Computer and Software Support

The risks of doing an update

When you updating programs, firmware, or drivers, there is a possibility that it will cause a problem with another device, program or the install doesn't take correctly.

When a company puts an update on their website for you to update a device or software, it is usually because they discovered a flaw in their product or discovered a way to improve their product.

Updating the product may enhance or fix an issue, but it can cause other issues. When you install a program, it installs numerous files on the system. Majority of the files are shared by other programs on the computer. If program A and program B both use file A and program A updates file A to  a different version that program B is not aware of, program B may not know how to interpret it. If that is the case then you will have errors.

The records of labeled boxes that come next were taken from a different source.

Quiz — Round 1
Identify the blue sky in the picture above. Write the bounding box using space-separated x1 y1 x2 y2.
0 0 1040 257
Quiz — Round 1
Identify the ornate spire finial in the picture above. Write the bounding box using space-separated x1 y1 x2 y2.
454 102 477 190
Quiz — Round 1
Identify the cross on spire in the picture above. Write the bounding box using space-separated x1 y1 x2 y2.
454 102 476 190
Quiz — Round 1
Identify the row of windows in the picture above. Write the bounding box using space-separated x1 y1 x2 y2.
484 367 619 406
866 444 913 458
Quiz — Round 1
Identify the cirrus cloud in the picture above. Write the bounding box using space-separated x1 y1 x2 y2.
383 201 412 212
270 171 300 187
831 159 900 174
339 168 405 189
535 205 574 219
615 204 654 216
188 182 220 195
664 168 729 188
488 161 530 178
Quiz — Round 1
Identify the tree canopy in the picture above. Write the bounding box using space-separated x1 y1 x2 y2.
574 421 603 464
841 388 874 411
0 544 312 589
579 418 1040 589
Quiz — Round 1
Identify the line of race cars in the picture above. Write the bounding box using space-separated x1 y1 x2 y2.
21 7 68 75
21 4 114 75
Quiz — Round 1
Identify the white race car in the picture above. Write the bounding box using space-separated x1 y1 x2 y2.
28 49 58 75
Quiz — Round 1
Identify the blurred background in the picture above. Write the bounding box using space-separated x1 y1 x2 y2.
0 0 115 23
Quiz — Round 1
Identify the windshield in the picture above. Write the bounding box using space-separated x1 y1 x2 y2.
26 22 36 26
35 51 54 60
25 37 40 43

When a company writes an update for a file or driver, they try to make the update compatible with other devices or programs but there is too many devices and programs on the market for them to ensure it will work with everything.  Usually updating a device or program will not cause an issue but if the update does cause problems, the problem can be minor to a major issue.

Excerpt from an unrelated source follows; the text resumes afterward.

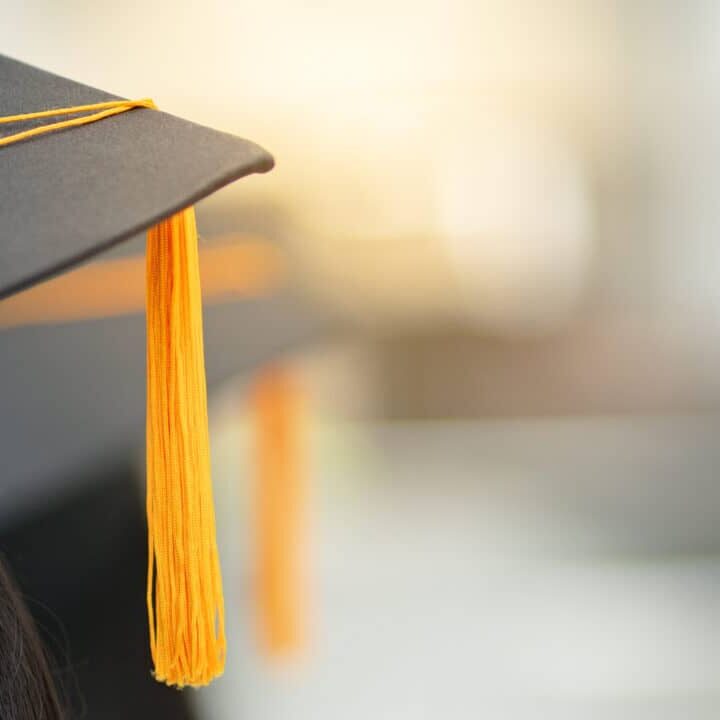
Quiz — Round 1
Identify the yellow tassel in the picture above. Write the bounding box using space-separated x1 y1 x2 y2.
146 208 225 687
253 367 305 657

If there is an issue after the install of the device, driver, or program, the possible fixes for the problem is as follows...

  1. Uninstalling the update through System restore, scanreg /restore, repair, or installing a backup.
  2. If you know what device the update is conflicting with (which is extremely difficult and most of the time not possible to figure out), you can try updating the device it is conflicting with.
  3. Contacting the company that provided the update and see if they have a solution.
  4. Erasing and reinstalling the Operating System (such as Windows XP for example) This is a drastic action and should only be done as a last step. Notice. This procedure will erase everything on the hard drive. You will have to save any files you don't want to loose to a floppy, CD or other device besides hard drive.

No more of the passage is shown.